Donna Rifkind
Donna Rifkind is an American literary critic and author whose biography The Sun and Her Stars: Salka Viertel and Hitler’s Exiles in the Golden Age of Hollywood, published in 2020, was named a best book of the year by the Wall Street Journal, the Jewish Book Council, and other outlets. Rifkind has been a book critic for the Washington Post, the Los Angeles Times, the Times Literary Supplement, and The Wall Street Journal for many years, and she brings the precision and breadth of a career critic to her biographical scholarship.
The Sun and Her Stars recovers the remarkable life of Salka Viertel — a Polish-born Jewish actress and screenwriter who came to Hollywood in the 1920s and whose Santa Monica home became the central salon of European intellectual exile life during the Nazi era. Viertel was Greta Garbo’s closest collaborator and friend, and she helped dozens of European artists, writers, and intellectuals — including Bertolt Brecht, Arnold Schoenberg, and Thomas Mann — find their footing in America. As the Red Scare targeted European leftists in Hollywood, Viertel’s life unraveled even as her humanitarian work continued.

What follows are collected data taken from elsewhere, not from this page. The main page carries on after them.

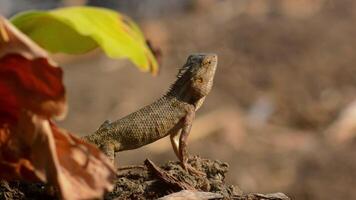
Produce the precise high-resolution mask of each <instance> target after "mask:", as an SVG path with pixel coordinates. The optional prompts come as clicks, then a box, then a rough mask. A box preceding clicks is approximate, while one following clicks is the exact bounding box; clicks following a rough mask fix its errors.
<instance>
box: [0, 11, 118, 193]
mask: <svg viewBox="0 0 356 200" xmlns="http://www.w3.org/2000/svg"><path fill="white" fill-rule="evenodd" d="M53 63H54V62H53V61H51V60H50V59H49V58H48V56H47V53H46V52H45V51H44V50H42V49H41V48H40V47H38V46H37V45H36V44H34V43H33V42H32V41H31V40H29V39H28V38H27V37H26V36H24V35H23V34H22V33H20V32H19V31H17V30H16V28H14V27H13V26H12V25H11V24H10V23H9V22H7V21H6V19H4V18H2V17H1V16H0V105H1V107H0V171H1V173H0V179H5V180H18V179H22V180H28V181H43V182H49V183H51V184H53V185H54V186H56V187H57V189H58V190H59V194H60V196H61V198H63V199H93V198H101V197H102V196H103V194H104V192H105V191H108V190H111V189H112V180H113V178H114V176H115V171H114V169H113V166H112V164H111V163H110V161H109V160H108V159H107V158H106V157H105V156H104V154H102V153H101V152H100V151H99V150H98V149H97V148H96V147H94V146H93V145H91V144H88V143H85V142H84V141H81V140H80V139H79V138H77V137H75V136H73V135H72V134H70V133H68V132H66V131H64V130H61V129H59V128H58V127H57V126H56V125H55V124H54V123H53V122H51V118H53V117H55V116H63V115H64V114H65V112H66V107H67V104H66V100H65V89H64V86H63V83H62V70H61V68H59V67H56V66H54V65H53Z"/></svg>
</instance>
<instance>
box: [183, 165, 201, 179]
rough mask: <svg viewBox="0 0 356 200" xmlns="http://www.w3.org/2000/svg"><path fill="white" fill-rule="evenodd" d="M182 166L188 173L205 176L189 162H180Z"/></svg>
mask: <svg viewBox="0 0 356 200" xmlns="http://www.w3.org/2000/svg"><path fill="white" fill-rule="evenodd" d="M182 167H183V169H184V170H185V171H187V172H188V173H189V174H191V175H193V176H204V177H205V176H206V174H205V173H204V172H202V171H199V170H197V169H195V168H194V167H193V166H191V165H190V164H182Z"/></svg>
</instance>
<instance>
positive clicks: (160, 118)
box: [84, 54, 218, 172]
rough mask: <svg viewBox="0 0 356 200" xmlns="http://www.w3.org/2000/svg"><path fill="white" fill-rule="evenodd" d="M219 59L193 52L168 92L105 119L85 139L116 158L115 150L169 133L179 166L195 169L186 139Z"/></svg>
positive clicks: (173, 148) (212, 78) (116, 150)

Rifkind draws on extensive archival research, including Viertel’s own unpublished letters, to reconstruct a life and milieu that illuminate the profound cultural exchange between exiled European modernism and Hollywood’s golden age. The book is both a biography and a work of cultural history, examining how trauma, exile, and creative community intersect.
Rifkind continues to write literary criticism and is a contributing editor to several publications. Her biography stands as a significant contribution to the literature of Hollywood history and the culture of European Jewish exile.